In a statement, WPP CEO Mark Read commented, "Clients look to WPP to help them market, sell and fulfil across multiple ecommerce channels and marketplaces. With over £1 billion revenue transacting through its platform, Cloud Commerce Group already has demonstrable scale and success in managing the complex omnichannel commerce needs of global brands. I’m excited about how CCG’s expertise will further strengthen the breadth and depth of our commerce offering to deliver growth for our clients."
Algerian on-demand services provider Yassir has raised USD$30m (£22m) in Series A funding as it seeks to build a super-app in the MENA (Middle East and North Africa) region. The round was supported by an array of venture capital and angel investors, including WndrCo; DN Capital; Kismet Capital; Spike Ventures; Quiet Capital; Endeavor Catalyst; FJ Labs; VentureSouq; Nellore Capital; Moving Capital; Cleo Sham (Uber); Thomas Layton (Upwork, Opentable, Metaweb); Rohan Monga (Gojek); and Hannes Graah (Spotify, Revolut). Yassir executives have stated that the funding will be used to launch new products and to improve its current services, which it will facilitate by tripling its engineering headcount. The mooted strategy for Yassir is to boost financial inclusion in French-speaking Africa, where the majority of people are "unbanked", by offering payment services alongside its ride-hailing and last-mile delivery products.
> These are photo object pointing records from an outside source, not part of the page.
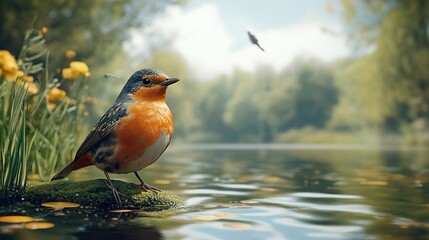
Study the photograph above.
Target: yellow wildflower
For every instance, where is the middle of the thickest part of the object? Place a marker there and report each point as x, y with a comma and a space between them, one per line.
8, 66
81, 67
70, 74
76, 69
70, 54
31, 87
55, 94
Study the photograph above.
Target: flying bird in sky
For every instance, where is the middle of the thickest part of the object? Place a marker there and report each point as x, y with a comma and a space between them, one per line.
254, 40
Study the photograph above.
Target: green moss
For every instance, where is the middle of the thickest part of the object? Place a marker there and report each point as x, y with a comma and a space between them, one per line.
95, 193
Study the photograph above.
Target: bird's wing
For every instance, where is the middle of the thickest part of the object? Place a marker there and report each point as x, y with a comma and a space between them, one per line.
104, 128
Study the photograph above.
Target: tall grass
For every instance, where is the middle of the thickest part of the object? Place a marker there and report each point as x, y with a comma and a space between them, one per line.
38, 129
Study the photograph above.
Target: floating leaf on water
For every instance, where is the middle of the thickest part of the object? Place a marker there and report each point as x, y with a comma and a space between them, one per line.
374, 183
39, 225
16, 219
268, 189
249, 201
238, 226
121, 210
205, 218
60, 205
273, 180
237, 205
226, 215
162, 181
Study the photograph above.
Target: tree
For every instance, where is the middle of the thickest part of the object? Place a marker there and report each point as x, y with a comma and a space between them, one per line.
94, 29
304, 95
397, 30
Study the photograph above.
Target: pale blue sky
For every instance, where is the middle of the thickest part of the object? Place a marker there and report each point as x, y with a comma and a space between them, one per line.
211, 35
239, 15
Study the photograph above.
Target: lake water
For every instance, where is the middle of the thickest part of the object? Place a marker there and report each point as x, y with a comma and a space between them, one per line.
264, 192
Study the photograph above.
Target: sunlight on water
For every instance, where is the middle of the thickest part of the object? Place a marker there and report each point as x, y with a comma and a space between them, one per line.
265, 193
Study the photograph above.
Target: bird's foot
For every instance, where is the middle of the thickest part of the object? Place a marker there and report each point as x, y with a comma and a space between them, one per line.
115, 193
148, 188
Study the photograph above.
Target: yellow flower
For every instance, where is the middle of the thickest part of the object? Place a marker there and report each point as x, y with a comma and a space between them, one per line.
31, 87
76, 69
55, 94
70, 74
8, 66
70, 54
81, 67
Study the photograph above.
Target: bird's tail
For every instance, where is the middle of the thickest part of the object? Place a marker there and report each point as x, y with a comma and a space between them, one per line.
84, 161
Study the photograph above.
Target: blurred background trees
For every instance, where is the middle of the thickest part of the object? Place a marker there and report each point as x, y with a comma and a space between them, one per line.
383, 90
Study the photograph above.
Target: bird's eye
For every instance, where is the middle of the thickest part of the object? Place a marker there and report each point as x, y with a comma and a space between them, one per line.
146, 81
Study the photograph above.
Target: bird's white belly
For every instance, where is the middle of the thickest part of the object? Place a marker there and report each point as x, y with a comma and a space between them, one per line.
151, 154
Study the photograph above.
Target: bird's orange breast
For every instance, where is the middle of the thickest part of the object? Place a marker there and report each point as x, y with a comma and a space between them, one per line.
141, 128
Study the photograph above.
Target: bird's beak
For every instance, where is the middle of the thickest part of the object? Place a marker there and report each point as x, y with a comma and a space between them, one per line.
168, 81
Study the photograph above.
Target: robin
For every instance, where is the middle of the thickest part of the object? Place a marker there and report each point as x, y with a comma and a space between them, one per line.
132, 134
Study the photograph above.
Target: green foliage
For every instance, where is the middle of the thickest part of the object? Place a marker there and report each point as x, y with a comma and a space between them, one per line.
37, 133
16, 143
392, 82
95, 193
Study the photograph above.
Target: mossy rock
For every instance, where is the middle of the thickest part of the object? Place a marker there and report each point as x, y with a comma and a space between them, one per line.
95, 193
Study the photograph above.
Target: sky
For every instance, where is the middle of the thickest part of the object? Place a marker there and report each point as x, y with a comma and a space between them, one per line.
212, 35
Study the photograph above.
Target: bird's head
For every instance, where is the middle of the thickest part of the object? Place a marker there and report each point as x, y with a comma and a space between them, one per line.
147, 85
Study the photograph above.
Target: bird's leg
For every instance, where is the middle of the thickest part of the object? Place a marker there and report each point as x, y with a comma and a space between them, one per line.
114, 191
145, 186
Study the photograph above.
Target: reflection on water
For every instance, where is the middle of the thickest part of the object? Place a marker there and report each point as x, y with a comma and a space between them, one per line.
264, 192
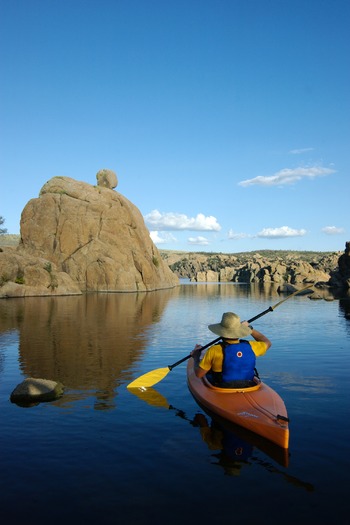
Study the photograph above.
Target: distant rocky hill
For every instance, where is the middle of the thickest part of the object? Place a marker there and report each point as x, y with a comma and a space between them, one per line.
266, 266
75, 238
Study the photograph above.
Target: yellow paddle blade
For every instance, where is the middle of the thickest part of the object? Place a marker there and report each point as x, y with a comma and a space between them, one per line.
150, 396
149, 379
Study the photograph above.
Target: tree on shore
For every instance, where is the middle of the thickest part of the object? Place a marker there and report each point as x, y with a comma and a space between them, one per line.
2, 230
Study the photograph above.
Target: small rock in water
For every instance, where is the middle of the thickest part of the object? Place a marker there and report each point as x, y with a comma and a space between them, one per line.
32, 391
Speaking to TechCrunch, Yassir CEO Noureddine Tayebi commented, "Our approach of solving the unbanked population problem is unique in the region by offering more of a ‘banking as a platform’ solution where daily services are at the heart of it all via a super-app marketplace. Such services not only build trust for all the sides of the marketplace but also use them as channels to offer these payment services, which we think is the approach that is most suited to the region. Most of our competitors are either on-demand services — ride-hailing or last-mile delivery only — or pure payment solutions. This gives us an edge over them as we build the network, the channels and the trust that are all key ingredients for the adoption of payment services at large scale."